What’s the environmental benefit for this pricey payoff for environmental activists that will cost consumers $500 billion to cut their electricity use? Average global temperatures will fall by less than 2/100th of a degree and, after adding in CO2 emissions from replacement natural gas generation, the president’s plan will slow the rise in sea levels by 1/100th of an inch, a little thicker than this page. Great news for Bangladesh.

But, says the president, this isn’t the point. The point of all this economic pain is to prompt big coal users in the developing world to cut their emissions. Well, leaders of developing countries seem to have read these impact studies because they appear to want no part of his plan.

Last month, China said further emissions reductions will be “dependent on the adequate finance and technology support provided by developed country parties.” That’s us. India’s energy minister said, “Twenty percent of our population doesn’t have access to electricity. The eradication of poverty is our first task.” The president’s pals at the Sierra Club urge India to get its priorities straight.
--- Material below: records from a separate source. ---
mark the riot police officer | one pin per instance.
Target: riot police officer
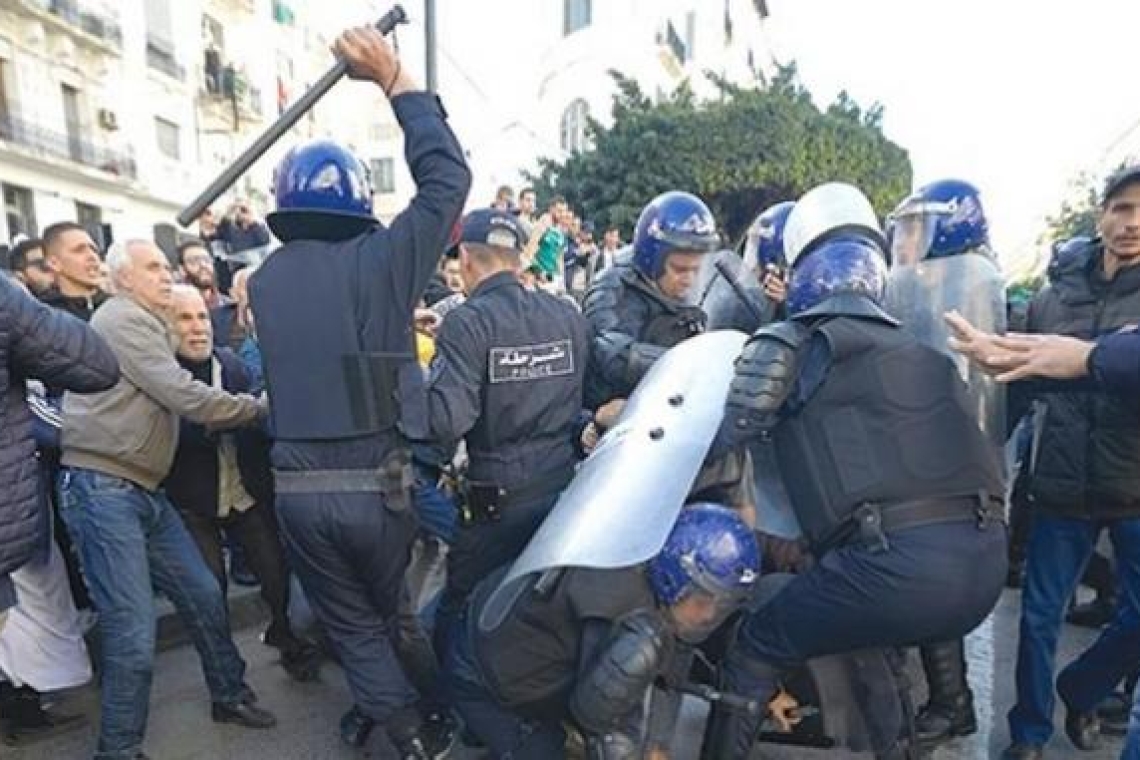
(746, 288)
(507, 377)
(896, 489)
(586, 644)
(334, 310)
(642, 307)
(942, 261)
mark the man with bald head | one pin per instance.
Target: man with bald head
(222, 482)
(117, 447)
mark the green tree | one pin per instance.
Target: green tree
(741, 152)
(1077, 215)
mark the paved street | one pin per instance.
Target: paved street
(180, 727)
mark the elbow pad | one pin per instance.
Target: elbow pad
(617, 683)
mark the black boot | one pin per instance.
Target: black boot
(730, 734)
(950, 710)
(25, 721)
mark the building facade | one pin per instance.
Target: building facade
(521, 78)
(115, 113)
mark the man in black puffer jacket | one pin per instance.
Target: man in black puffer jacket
(42, 343)
(1085, 479)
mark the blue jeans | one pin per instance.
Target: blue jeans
(128, 539)
(1058, 552)
(1132, 743)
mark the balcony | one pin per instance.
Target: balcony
(162, 59)
(673, 50)
(88, 24)
(228, 97)
(74, 147)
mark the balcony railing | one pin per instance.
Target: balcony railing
(164, 62)
(675, 43)
(67, 146)
(228, 83)
(99, 24)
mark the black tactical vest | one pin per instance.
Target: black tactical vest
(531, 660)
(889, 424)
(339, 357)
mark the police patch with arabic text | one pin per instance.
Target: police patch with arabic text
(530, 362)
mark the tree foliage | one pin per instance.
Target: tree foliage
(1077, 215)
(740, 152)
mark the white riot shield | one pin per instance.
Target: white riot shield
(774, 513)
(623, 504)
(919, 294)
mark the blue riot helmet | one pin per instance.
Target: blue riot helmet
(942, 219)
(841, 264)
(711, 561)
(673, 222)
(322, 191)
(765, 237)
(833, 245)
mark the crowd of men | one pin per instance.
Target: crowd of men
(529, 483)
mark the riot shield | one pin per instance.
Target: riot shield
(731, 294)
(919, 294)
(621, 505)
(774, 513)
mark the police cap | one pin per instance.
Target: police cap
(494, 227)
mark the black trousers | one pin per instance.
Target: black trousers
(255, 530)
(350, 553)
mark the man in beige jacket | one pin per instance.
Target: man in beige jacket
(117, 447)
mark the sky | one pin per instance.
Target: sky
(1016, 96)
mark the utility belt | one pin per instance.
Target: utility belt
(483, 501)
(871, 523)
(392, 480)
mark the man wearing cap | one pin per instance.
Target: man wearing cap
(1086, 479)
(507, 378)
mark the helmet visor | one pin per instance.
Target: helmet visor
(710, 601)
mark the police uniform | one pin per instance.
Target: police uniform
(633, 324)
(633, 321)
(586, 644)
(897, 490)
(507, 378)
(333, 309)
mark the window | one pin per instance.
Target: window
(167, 133)
(691, 33)
(72, 122)
(575, 15)
(573, 125)
(383, 174)
(19, 211)
(675, 43)
(88, 215)
(5, 109)
(160, 27)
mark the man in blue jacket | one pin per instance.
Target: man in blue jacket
(37, 342)
(333, 309)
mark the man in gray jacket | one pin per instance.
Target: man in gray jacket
(117, 447)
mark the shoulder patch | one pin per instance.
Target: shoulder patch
(531, 362)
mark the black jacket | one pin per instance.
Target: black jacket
(633, 325)
(42, 343)
(76, 305)
(1088, 456)
(507, 377)
(193, 481)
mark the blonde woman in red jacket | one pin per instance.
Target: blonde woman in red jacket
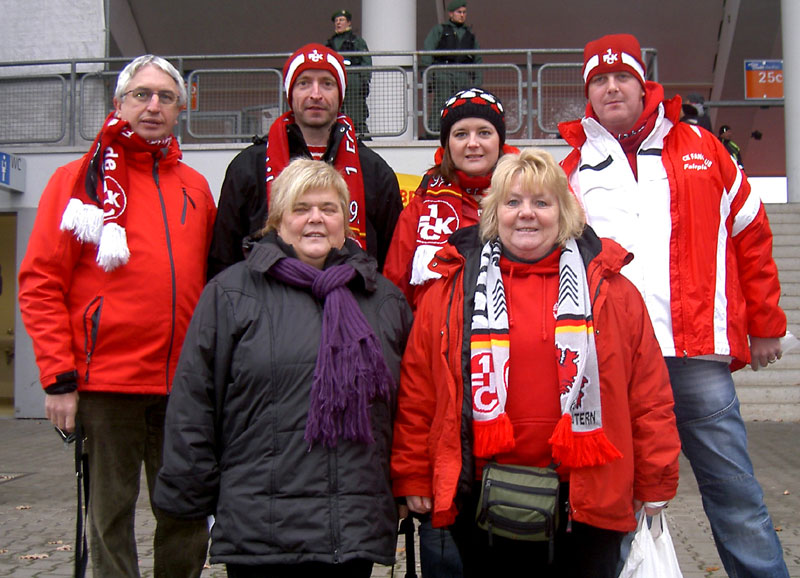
(534, 302)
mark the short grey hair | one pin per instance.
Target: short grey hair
(150, 60)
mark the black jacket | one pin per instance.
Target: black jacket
(243, 207)
(236, 419)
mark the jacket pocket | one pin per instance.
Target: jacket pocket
(91, 326)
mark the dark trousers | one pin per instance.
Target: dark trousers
(580, 550)
(350, 569)
(122, 433)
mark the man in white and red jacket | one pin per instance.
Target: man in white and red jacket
(113, 270)
(671, 194)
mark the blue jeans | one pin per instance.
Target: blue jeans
(714, 439)
(438, 554)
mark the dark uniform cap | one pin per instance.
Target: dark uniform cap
(344, 13)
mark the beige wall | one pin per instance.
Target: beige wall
(8, 232)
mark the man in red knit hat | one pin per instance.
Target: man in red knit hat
(315, 84)
(671, 194)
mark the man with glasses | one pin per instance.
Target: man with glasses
(113, 269)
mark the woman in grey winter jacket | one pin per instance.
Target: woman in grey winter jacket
(280, 420)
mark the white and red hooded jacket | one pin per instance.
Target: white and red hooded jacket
(702, 242)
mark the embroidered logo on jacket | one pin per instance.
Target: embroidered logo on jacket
(696, 162)
(440, 222)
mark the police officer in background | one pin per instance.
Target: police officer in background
(345, 40)
(452, 35)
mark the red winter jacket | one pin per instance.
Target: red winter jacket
(436, 211)
(432, 428)
(123, 330)
(723, 281)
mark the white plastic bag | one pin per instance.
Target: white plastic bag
(652, 553)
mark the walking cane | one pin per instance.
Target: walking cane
(407, 529)
(82, 483)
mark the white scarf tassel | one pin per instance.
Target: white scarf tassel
(85, 221)
(420, 273)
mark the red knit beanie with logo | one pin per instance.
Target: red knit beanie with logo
(314, 57)
(613, 53)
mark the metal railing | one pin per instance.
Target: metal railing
(234, 97)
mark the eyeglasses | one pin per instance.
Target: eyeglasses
(145, 95)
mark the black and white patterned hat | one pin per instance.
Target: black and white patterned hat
(473, 103)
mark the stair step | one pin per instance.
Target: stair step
(789, 378)
(785, 251)
(789, 275)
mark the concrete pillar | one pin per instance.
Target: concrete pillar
(390, 25)
(790, 21)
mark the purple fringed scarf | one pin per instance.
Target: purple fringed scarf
(351, 370)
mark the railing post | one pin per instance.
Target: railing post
(529, 92)
(71, 103)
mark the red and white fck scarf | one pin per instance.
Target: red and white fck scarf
(347, 162)
(578, 439)
(101, 220)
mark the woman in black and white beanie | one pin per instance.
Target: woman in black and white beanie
(473, 136)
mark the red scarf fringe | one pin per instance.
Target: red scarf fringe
(582, 449)
(493, 437)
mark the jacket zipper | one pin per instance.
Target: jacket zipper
(335, 537)
(186, 200)
(172, 271)
(90, 333)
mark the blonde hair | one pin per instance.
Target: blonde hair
(536, 170)
(300, 176)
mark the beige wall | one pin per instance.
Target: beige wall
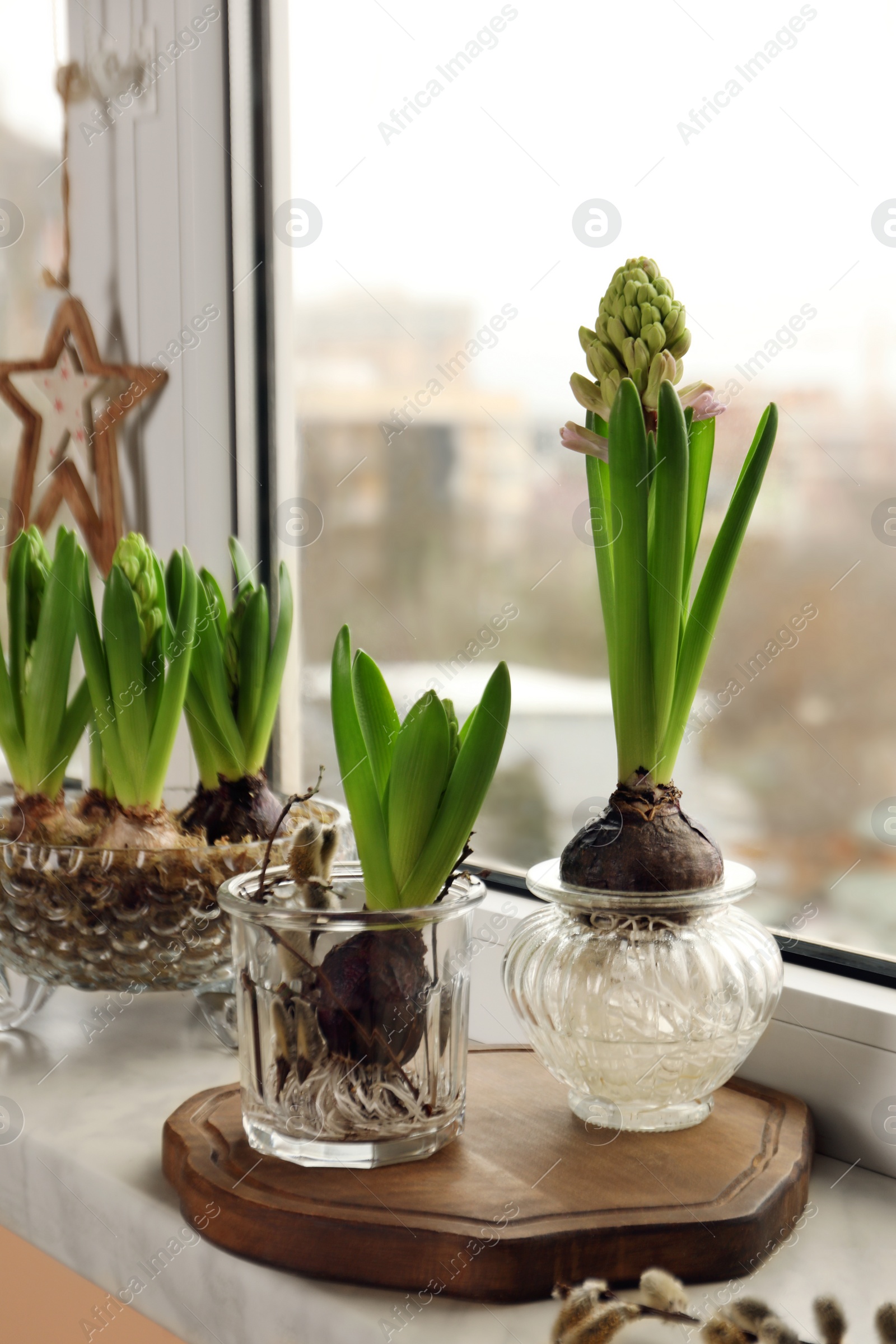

Poland’s prime minister said his government “will not agree to documents that would mean additional costs for our economy and higher energy prices for the consumers.” Sounds like “no” in any language.
So the president is delivering on at least one pledge. I hope you showed your sense of appreciation in the voting booth.


Luke Popovich is a spokesperson for the National Mining Association, the industry’s trade group based in Washington, D.C.